The Bank of England cut interest rates to 0.25%, the first change since March 2009, and announced a raft of other monetary measures to ensure the UK economy doesn't spiral into a recession. We provide an update on the news and our portfolio positions.
In order to engineer an economic recovery, central banks have been allowed to dabble in a plethora of extraordinary policy measures (quantitative easing (QE), negative interest rates, private sector asset purchases etc.) since the financial crisis. They are kept in check by two constraints: 1) keep growth on a steady path, close to what economists call ‘potential growth’ and 2) maintain inflation around a target, usually 2%. It is these constraints which posed a dilemma for the Bank of England (BoE). The most up-to-date business and consumer survey data shows a sharp contraction in confidence, following the Referendum, which points to a potential recession in the second half of this year. However, the sharp fall in the Pound means the UK economy is likely to see inflation rise beyond the BoE’s inflation target in the coming year. For this reason, markets were not expecting much from today’s announcement beyond a modest rate cut.Bank of England has decided to throw caution to the wind by announcing the following measures.
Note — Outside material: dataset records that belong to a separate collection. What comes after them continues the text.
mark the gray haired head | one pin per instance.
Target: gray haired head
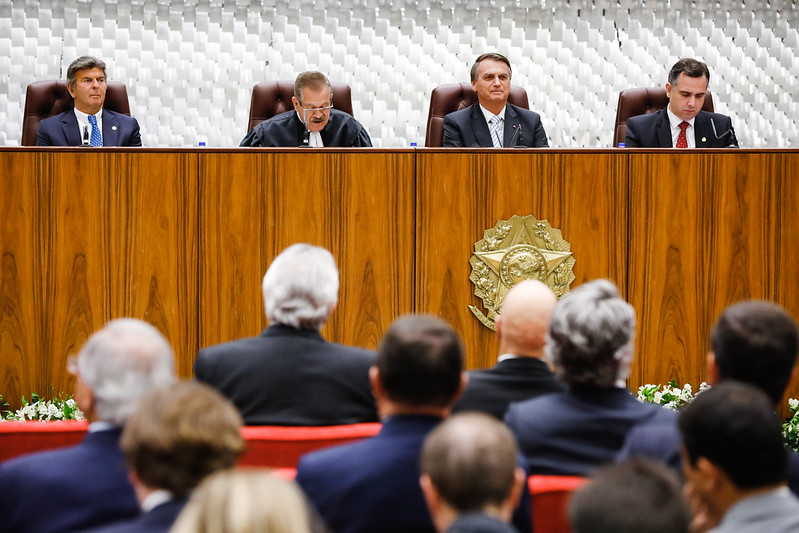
(591, 335)
(120, 363)
(301, 287)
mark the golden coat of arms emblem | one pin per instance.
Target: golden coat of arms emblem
(514, 250)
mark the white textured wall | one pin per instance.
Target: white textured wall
(190, 65)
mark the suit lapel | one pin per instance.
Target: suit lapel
(481, 133)
(663, 129)
(110, 128)
(70, 128)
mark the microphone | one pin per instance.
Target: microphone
(733, 142)
(520, 144)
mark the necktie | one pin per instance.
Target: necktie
(96, 139)
(496, 122)
(682, 141)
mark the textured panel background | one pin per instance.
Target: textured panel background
(190, 65)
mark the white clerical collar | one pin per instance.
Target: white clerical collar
(489, 115)
(155, 498)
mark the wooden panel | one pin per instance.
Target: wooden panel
(706, 232)
(359, 205)
(459, 195)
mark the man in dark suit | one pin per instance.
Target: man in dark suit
(289, 375)
(682, 124)
(471, 479)
(521, 372)
(493, 122)
(86, 486)
(754, 342)
(178, 435)
(87, 123)
(590, 345)
(313, 122)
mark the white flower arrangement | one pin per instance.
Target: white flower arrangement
(59, 408)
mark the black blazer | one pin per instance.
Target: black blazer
(654, 131)
(291, 377)
(468, 128)
(63, 130)
(512, 380)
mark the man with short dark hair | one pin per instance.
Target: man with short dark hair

Despite this, the BoE has decided to throw caution to the wind by announcing the following measures: cut the base rate from 0.50% to 0.25%; recommence its QE program by buying £60bn worth of government bonds over the next six months – taking total asset purchases to £435bn; join the Bank of Japan and European Central Bank by buying bonds issued by companies to the tune of £10bn over the next 18 months; and launch a new Term Funding Scheme (TFS). The TFS is designed to incentivise banks to lend more to the economy, with the BoE lending to the banks at close to base rate. The immediate market reaction has seen the Pound fall over 1% against the major currencies while 10-year UK Gilt yields touched new lows intra-day. Unsurprisingly, UK equities markets welcomed the announcement with both the large and mid-cap indices ending the day over 1% higher.
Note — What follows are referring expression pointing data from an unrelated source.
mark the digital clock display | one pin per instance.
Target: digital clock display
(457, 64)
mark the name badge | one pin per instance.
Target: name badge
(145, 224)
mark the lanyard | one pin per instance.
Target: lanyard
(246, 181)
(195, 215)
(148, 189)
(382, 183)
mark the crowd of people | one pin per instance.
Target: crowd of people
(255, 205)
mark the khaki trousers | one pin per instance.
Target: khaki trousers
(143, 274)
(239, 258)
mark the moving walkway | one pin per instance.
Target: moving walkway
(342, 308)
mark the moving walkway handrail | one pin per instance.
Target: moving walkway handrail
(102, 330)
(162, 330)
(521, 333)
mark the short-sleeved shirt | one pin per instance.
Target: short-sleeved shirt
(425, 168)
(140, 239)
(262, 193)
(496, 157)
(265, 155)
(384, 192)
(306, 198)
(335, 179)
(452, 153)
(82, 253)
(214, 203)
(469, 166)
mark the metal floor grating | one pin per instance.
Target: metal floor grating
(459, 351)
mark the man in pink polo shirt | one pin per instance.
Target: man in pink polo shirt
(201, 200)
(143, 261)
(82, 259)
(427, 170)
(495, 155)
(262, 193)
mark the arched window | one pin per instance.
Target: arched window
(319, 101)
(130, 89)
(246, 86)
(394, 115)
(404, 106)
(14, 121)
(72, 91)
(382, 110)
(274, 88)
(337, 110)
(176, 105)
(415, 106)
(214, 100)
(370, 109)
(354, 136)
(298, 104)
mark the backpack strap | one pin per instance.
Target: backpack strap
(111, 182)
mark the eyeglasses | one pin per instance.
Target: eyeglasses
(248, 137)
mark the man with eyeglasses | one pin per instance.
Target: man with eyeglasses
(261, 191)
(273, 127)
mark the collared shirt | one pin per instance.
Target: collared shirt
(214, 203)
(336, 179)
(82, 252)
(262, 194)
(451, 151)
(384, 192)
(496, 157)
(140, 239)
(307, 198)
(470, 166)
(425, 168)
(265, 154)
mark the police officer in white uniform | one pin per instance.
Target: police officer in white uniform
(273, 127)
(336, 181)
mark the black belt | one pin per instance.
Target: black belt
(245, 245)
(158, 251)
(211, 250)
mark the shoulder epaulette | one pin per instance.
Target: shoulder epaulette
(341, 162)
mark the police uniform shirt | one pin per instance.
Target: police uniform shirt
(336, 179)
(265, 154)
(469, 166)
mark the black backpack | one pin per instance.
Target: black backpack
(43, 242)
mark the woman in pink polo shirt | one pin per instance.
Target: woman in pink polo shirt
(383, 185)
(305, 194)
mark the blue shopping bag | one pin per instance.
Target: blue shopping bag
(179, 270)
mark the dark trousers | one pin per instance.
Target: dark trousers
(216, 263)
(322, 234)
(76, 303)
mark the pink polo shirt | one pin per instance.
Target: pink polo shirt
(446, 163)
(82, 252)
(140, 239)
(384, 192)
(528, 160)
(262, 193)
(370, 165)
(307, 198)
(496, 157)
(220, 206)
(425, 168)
The BoE acknowledged the fall in the Pound will see inflation rise but have stated they are willing to look through their 2% inflation target in order to cushion the economic fallout from the Referendum. To this end, they have signalled they could cut rates to zero by the end of this year. Despite surprising markets, we doubt this series of measures will do much to stimulate the economy. For instance, the proportion of the population that holds a mortgage has fallen to just 30%, from 40% a decade ago. Meanwhile over half of all mortgage borrowers are now on fixed-rate schemes, up from a third three years ago. It is hard to see how such a modest fall in interest payments can offset the recent sharp fall in business and consumer confidence.
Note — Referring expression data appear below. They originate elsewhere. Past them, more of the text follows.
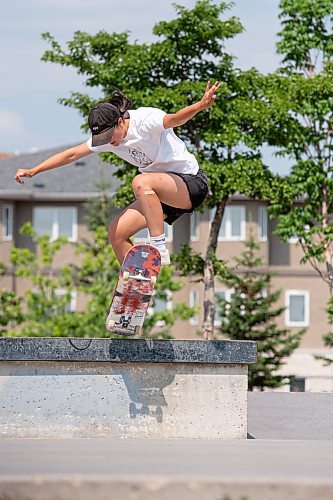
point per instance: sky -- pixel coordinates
(30, 116)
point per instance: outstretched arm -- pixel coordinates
(55, 161)
(184, 115)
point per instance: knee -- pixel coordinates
(140, 184)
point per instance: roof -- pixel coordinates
(76, 181)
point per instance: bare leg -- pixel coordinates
(153, 188)
(129, 222)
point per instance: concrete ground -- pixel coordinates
(289, 456)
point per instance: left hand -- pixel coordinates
(209, 97)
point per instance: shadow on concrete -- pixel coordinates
(145, 389)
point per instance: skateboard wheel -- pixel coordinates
(137, 330)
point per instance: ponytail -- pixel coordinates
(119, 101)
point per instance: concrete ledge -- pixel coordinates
(66, 388)
(128, 350)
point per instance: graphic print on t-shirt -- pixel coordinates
(140, 157)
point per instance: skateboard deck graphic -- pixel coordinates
(134, 290)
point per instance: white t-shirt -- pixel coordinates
(151, 147)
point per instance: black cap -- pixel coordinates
(102, 120)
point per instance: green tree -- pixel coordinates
(171, 73)
(306, 46)
(43, 301)
(250, 315)
(99, 209)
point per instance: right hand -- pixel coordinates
(22, 172)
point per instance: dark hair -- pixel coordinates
(120, 102)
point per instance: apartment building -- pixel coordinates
(54, 202)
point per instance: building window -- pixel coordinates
(233, 227)
(194, 226)
(194, 302)
(295, 239)
(143, 235)
(262, 223)
(71, 305)
(297, 308)
(160, 306)
(7, 222)
(56, 222)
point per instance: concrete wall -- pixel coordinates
(124, 388)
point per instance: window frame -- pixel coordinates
(55, 221)
(7, 207)
(262, 221)
(306, 321)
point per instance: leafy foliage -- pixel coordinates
(250, 315)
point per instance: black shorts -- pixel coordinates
(197, 186)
This is not to say the economy cannot surprise on the upside over the next few months. Compared with other asset classes, the currency markets are painting a particularly gloomy picture for the UK, so any positive surprises from here could see the Pound rally. Because of this we continue to favour holding Sterling – which has seen us move our foreign currency exposure (in our Balanced portfolios) from 48% before the Referendum to 32% now.